Going until the road runs out, we arrived at Jetty Park Campground. This would be a great place to camp and view a rocket launch. Unfortunately we were a little early to see the next Falcon 9 head into space. That didn't mean there wouldn't be interesting things to see.
Jetty Park has spots right on the shore of Canaveral Inlet. We chose to be in the field ($42/night) where we could see all the ships come and go. Full service sites are further inland in a more protected area. We're fortunate not to need services.
Driver side looks out on the Atlantic...
...while the passenger side has a view of the port.
Here's a chart of the area. We are the blue triangle.
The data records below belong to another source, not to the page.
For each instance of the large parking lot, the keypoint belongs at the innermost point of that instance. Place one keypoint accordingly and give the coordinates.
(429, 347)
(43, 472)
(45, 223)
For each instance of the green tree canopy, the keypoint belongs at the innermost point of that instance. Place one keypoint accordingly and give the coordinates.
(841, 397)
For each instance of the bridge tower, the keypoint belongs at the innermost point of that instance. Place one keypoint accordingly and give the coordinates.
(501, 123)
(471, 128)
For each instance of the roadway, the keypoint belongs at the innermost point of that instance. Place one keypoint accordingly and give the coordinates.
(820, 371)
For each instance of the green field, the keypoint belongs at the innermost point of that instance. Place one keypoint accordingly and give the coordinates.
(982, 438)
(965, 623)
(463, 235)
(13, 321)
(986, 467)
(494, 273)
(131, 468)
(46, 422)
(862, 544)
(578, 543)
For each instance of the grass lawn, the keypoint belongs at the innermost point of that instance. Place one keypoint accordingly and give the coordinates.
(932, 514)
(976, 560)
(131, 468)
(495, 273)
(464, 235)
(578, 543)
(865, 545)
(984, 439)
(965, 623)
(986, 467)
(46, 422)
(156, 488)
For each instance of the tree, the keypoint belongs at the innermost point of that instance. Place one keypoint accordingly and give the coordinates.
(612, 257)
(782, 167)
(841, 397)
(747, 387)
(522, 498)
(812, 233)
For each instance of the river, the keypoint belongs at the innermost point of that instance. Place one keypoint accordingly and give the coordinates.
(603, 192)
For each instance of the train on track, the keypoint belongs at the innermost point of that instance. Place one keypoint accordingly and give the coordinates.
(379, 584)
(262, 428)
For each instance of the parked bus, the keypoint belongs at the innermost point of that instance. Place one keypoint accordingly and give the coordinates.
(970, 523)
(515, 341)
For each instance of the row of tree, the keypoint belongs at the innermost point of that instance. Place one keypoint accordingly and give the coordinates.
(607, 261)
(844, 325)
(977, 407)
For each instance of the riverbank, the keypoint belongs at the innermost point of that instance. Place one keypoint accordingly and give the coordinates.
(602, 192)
The bay across from us is a Navy port where submarines are provisioned. This inlet is where we made landfall when we sailed back to the US in our little boat twelve years ago.
The bay behind us has a floating fence to protect Navy vessels.
Concrete piers stretch out into the ocean offering fisherman access. Walking out to the end gave us a view of the lighthouse and a couple of launch pads over on Cape Canaveral.
Gulls congregated on the beach side of the pier looking for dinner in the sand.
Pelicans glide by making flight look effortless.
This little guy was looking for scraps on one of the fish cutting tables.
Not just people, but terns and gulls were actively fishing around the pier.
A bundled up Beth remembered the binoculars. Not only did we spot birds, but a sea turtle, three dolphins, and a manatee swam by while we were camped here.
This vulture was tidying up the area after the fishermen headed home.
This osprey headed inland with a fish in its talons.
One last peak into the ocean as the sun sets over our shoulders.
Walking back to the van we were careful to maintain a slow speed.
0600 and we wake to the thrum of big diesel engines. Peeking out the window from bed we see Carnival cruise ship slipping behind us.
Since we were awake, I threw on some warm clothes and headed to the beach to catch the sunrise.
Boat traffic gets started early in the day. This fishing charter was headed out into the Atlantic.
Inbound traffic included a couple of sailboats that had been waiting offshore for daylight before coming through the inlet. The metal hulled cutter was from Germany.
And this pretty blue ketch was flying the French tricolor.
Beth was watching the action from the warmth of the van. I was thankful that she had hot coffee waiting for me.
After breakfast it was time to head out again and see who else was using the inlet. This heron was not sure he should trust me and my camera.
A casino ship docks next door to the campground. Gamblers are taken just offshore two or three times a day so they can be clear of state gambling prohibitions.
Hull maintenance doesn't seem to be the top priority for the floating casino.
Far better maintained, we watched the motor vessel Go Searcher practice retrieving a SpaceX Dragon capsule. They probably did ten retrievals over the course of the morning. What a treat to be able to see something that normally will be done way offshore!

NASA's huge vehicle assembly building is visible just over the trees.
When manned flights to the ISS start from the US again, SpaceX plans to be one of the companies providing rides. This vessel, and a sister ship on the west coast, will retrieve the manned space capsules.

The back of the ship has a specially designed crane. The white railing is around a circular helipad, and a full medical suite is below decks in case of an emergency.
Belching smoke and spraying water, this combination fire and tug boat came in the inlet practicing with their giant water gun.
Approaching a concerned catamaran crew, the tug turned off their spray just before the cat would have received a thorough dousing. We think someone was having fun.
By lunch time we secured everything and took one last look out the inlet. We hope to come back here again.